The Hon. Bunning-Ford rose while yet the daylight was struggling to overcome the shades of night. He stood upon the tiny veranda which fronted his minute house, smoking his early morning cigarette. He was waiting for his coffee—that stimulating beverage which few who have lived in the wilds of the West can do without—and idly luxuriating in the wondrous charm of scene which was spread out before him. “Lord” Bill was not a man of great poetic mind, but he appreciated his adopted country—“God’s country,” as he was wont to call it—as can only those who have lived in it. The prairie had become part of his very existence, and he loved to contemplate the varying lights and colors which moved athwart the fresh spring-clad plains as the sun rose above the eastern horizon.
The air was chill, but withal invigorating, as he watched the steely blue of the daylit sky slowly give place to the rosy tint of sunrise. Slowly at first—then faster—great waves of golden light seemed to leap from the top of one green rising ground to another; the gray white of the snowy western mountains passed from one dead shade to another, until, at last, they gleamed like alabaster from afar with a diamond brilliancy almost painful to the eye. Thus the sun rose like some mighty caldron of fire mounting into the cloudless azure of a perfect sky, showering unctuous rays of light and heat upon the chilled life that was of its own creating.

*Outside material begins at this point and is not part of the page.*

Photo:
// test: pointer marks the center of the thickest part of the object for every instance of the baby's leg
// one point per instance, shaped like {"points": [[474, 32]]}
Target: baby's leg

Bill was still lost in thought, gazing out upon the perfect scene from the vantage point of the hill upon which his “shack” stood, when round the corner of the house came a half-breed, bearing a large tin pannikin of steaming coffee. He took the pannikin from the man and propped himself against a post which helped to support the roof of the veranda.

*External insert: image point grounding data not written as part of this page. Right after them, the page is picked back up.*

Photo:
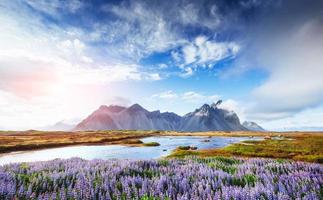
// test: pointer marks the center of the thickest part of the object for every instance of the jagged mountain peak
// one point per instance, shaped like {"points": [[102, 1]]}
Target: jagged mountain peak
{"points": [[135, 108], [111, 108], [206, 118], [217, 104], [253, 126]]}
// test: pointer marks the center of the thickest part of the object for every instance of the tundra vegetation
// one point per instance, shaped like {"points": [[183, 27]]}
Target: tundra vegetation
{"points": [[188, 178]]}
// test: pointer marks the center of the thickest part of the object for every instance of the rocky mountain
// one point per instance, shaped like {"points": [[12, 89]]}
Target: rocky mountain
{"points": [[205, 118], [252, 126]]}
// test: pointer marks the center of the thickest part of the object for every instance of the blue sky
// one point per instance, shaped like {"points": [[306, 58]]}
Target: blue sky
{"points": [[60, 60]]}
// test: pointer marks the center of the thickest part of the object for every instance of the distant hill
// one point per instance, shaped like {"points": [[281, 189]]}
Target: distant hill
{"points": [[252, 126], [205, 118]]}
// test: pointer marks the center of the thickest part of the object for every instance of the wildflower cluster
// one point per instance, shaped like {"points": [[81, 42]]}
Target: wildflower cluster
{"points": [[190, 178]]}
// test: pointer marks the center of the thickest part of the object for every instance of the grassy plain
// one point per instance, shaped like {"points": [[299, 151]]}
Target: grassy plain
{"points": [[305, 146], [297, 146]]}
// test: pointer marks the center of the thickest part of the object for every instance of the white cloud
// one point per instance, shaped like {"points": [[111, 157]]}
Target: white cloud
{"points": [[54, 7], [203, 52], [190, 96], [166, 95], [295, 65]]}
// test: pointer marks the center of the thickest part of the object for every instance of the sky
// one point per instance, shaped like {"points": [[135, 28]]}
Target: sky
{"points": [[61, 60]]}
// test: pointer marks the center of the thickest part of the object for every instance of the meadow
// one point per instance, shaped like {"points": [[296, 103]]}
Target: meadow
{"points": [[223, 173], [189, 178], [301, 146]]}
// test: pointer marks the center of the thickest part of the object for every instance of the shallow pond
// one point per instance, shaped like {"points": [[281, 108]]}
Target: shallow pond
{"points": [[167, 144]]}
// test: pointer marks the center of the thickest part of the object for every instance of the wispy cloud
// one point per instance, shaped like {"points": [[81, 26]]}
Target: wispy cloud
{"points": [[190, 96]]}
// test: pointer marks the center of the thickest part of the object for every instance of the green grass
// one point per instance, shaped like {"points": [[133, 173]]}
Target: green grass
{"points": [[304, 148], [151, 144]]}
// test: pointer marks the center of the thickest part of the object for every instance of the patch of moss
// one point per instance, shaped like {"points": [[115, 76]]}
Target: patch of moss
{"points": [[151, 144]]}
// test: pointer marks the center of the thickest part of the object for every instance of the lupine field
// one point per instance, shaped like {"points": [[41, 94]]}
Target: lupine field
{"points": [[190, 178]]}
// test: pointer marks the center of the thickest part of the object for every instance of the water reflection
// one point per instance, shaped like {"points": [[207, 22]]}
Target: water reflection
{"points": [[167, 144]]}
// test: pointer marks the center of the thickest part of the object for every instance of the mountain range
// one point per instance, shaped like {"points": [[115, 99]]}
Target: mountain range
{"points": [[206, 118]]}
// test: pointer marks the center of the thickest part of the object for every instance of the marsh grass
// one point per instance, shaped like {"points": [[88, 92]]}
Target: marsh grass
{"points": [[304, 148]]}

“Are the boys out yet?” he asked the waiting Breed, and nodding towards the corrals, which reposed at the foot of the hill and were overlooked by the house.
“I guess,” the fellow replied laconically. Then, as an afterthought, “They’re getting breakfast, anyhow.”

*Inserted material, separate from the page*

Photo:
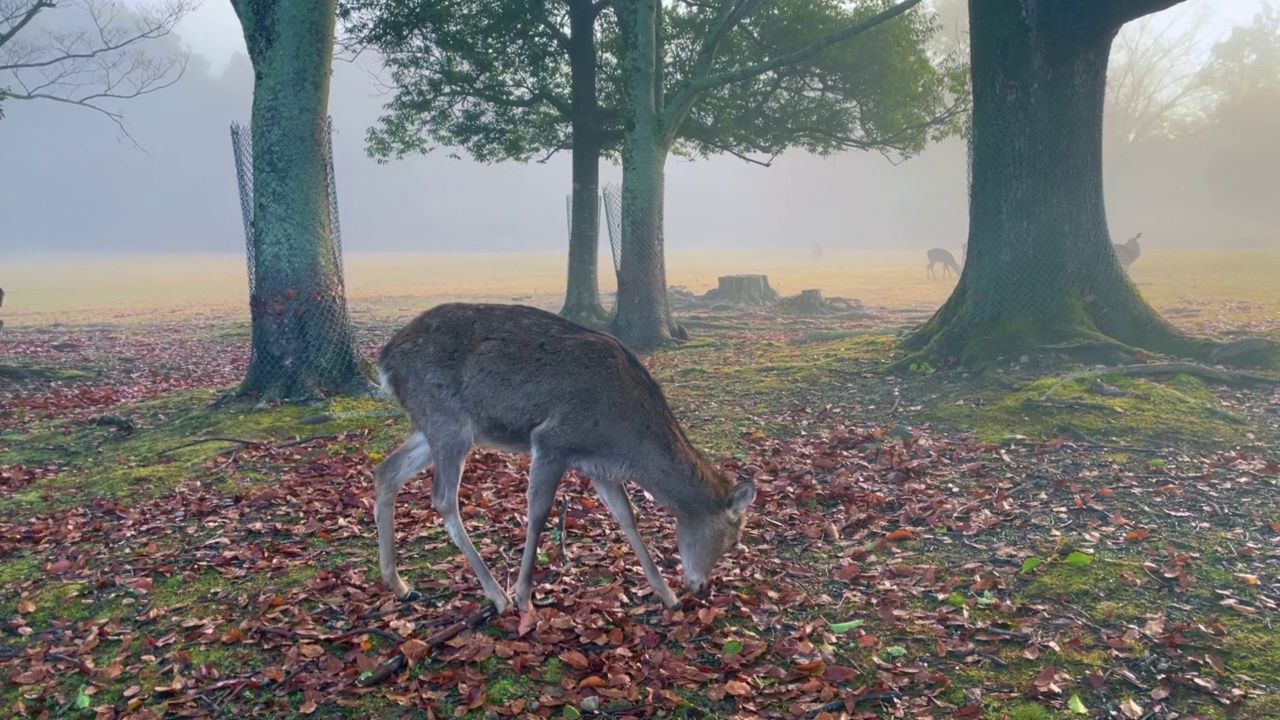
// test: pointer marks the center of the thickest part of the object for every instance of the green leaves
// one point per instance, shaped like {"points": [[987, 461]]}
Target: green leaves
{"points": [[1078, 560], [846, 627]]}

“Say, when they’ve finished their grub you can tell ’em to turn to and lime out the sheds. I’m going in to the settlement to-day. If I’m not back to-night let them go right on with the job to-morrow.”
The man signified his understanding of the instructions with a grunt. This cook of “Lord” Bill’s was not a man of words. His vocation had induced an irascibility of temper which took the form of silence. His was an incipient misanthropy.
Bill returned the empty pannikin and strolled down towards the corrals and sheds. The great barn lay well away from where the cattle congregated. This ranch was very different from that of the Allandales of Foss River. It was some miles away from the settlement. Its surroundings were far more open. Timber backed the house, it is true, but in front was the broad expanse of the open plains. It was an excellent position, and, governed by a thrifty hand, would undoubtedly have thrived and ultimately vied with the more elaborate establishment over which Jacky held sway. As it was, however, Bill cared little for prosperity and money-making, and though he did not neglect his property he did not attempt to extend its present limits.